Overview
I spent time reading through the core source — prompt_compressor.py (~2,455 lines), utils.py, and the examples — as someone integrating LLMLingua into a RAG pipeline. Overall this is impressively well-documented research code. Here are observations, questions, and a few concrete suggestions.
Strengths Worth Calling Out
- Docstrings are thorough. The parameter-level documentation in
compress_prompt and structured_compress_prompt is genuinely useful — the math definition of compression rate and the caveats about tokenizer mismatch are the kind of context users actually need.
- The
__call__ delegation to compress_prompt is a nice UX touch — lets users treat the compressor as a callable without remembering method names.
rank_method extensibility is well-designed; adding a new ranking backend (BM25, Cohere, sentence-BERT, etc.) is a clean one-function addition inside get_rank_results.
Questions & Observations
1. Mutable default arguments in function signatures
Several public methods use mutable defaults:
def compress_prompt(self, ..., force_tokens: List[str] = [], ...):
def compress_prompt_llmlingua2(self, ..., force_context_ids: List[int] = [], force_tokens: List[str] = [], ...):
Python shares the same list object across all calls when the default is a mutable literal. This is a classic footgun — if any call path appends to force_tokens, subsequent calls with the default will see the accumulated state. The standard fix is force_tokens: List[str] = None with an early if force_tokens is None: force_tokens = [] guard. Given the library's public API surface, this seems worth hardening.
2. trust_remote_code=True on by default
In load_model:
trust_remote_code = model_config.get("trust_remote_code", True)
The default is True, meaning any model loaded from HuggingFace Hub will execute arbitrary remote code without the user opting in. For a library with a broad user base (LangChain, LlamaIndex integrations), this seems like a surprising default. Most downstream frameworks default this to False and require explicit opt-in. Would a change to default False break any of the recommended models, or is it only needed for specific quantized variants?
3. TokenClfDataset hardcodes model name string matching
if "bert-base-multilingual-cased" in model_name:
...
elif "xlm-roberta-large" in model_name:
...
else:
raise NotImplementedError()
The same string-matching pattern appears in is_begin_of_new_word and get_pure_token in utils.py. This means any new model (even a fine-tune like my-org/xlm-roberta-large-finetuned) may silently route to the wrong branch or raise. A model family enum or a config-driven approach would make adding new model families less error-prone and avoid the current reliance on substring matching.

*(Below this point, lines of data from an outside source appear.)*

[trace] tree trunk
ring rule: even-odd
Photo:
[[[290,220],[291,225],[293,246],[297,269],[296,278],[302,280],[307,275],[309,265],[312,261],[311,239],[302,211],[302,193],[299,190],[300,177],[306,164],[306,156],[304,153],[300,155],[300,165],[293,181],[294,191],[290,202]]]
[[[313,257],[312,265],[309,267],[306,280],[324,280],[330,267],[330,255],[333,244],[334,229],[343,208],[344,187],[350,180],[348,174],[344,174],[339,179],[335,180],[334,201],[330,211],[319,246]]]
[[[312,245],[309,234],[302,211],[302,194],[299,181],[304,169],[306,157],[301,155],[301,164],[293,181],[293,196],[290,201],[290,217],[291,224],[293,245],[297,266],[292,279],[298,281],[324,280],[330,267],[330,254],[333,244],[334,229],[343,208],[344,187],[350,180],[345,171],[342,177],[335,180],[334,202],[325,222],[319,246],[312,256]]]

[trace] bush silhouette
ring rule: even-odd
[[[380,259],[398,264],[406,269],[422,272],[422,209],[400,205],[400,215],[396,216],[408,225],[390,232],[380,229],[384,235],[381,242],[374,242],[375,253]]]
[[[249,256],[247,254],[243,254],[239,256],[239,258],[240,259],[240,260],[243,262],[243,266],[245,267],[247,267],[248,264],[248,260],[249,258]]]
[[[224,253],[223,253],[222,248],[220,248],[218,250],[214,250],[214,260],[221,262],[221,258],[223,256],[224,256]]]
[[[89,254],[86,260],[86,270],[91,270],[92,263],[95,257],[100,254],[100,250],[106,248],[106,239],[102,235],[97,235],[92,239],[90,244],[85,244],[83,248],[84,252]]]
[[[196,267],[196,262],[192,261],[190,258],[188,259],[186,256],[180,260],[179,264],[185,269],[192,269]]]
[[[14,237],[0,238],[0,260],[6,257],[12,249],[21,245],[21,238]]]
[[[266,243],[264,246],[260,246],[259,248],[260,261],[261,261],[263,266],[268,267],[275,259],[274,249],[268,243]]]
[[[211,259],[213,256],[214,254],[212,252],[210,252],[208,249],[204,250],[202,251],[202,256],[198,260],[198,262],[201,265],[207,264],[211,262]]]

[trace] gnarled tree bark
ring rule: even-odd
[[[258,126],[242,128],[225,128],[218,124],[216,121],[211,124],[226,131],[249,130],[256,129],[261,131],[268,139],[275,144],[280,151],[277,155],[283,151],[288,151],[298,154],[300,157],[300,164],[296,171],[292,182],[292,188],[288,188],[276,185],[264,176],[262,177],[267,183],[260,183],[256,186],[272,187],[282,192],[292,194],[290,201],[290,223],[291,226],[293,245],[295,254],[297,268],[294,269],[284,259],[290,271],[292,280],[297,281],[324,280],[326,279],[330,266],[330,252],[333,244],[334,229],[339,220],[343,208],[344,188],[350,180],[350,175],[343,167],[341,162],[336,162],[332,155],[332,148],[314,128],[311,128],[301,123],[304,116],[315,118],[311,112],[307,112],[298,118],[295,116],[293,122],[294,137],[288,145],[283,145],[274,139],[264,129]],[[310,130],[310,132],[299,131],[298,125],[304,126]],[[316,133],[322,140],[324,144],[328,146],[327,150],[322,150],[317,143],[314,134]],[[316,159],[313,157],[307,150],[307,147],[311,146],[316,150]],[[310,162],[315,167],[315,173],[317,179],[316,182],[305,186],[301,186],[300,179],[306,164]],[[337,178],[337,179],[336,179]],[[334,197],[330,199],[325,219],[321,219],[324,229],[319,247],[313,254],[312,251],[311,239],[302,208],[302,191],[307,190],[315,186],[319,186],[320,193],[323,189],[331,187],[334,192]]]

4. saving is hardcoded to GPT-4 pricing
saving = (origin_tokens - compressed_tokens) * 0.06 / 1000
The $0.06/1K tokens figure (GPT-4 input pricing circa 2023) is baked into the return value of both compress_prompt and compress_prompt_llmlingua2. GPT-4o pricing is now ~10x cheaper, and users routing to other models will see a misleading savings estimate. Options: accept an optional cost_per_token parameter, document the assumption clearly in the return value docstring, or drop this field in favor of letting callers compute savings from the raw token counts.
5. process_sequence_data has a typo — dict values use [ brackets
elif value_type == "dict" or value_type == "dictionary":
return (
"<llmlingua, compress=False>"
+ f'"{k}": {process_sequence_data(rate, "[", "]", v, is_dict=True)}'
)
A JSON dict should be wrapped in {/}, not [/]. This may be intentional for the internal markup format, but if so it would benefit from a comment explaining why, since it looks like a bug to a reader unfamiliar with the internal representation.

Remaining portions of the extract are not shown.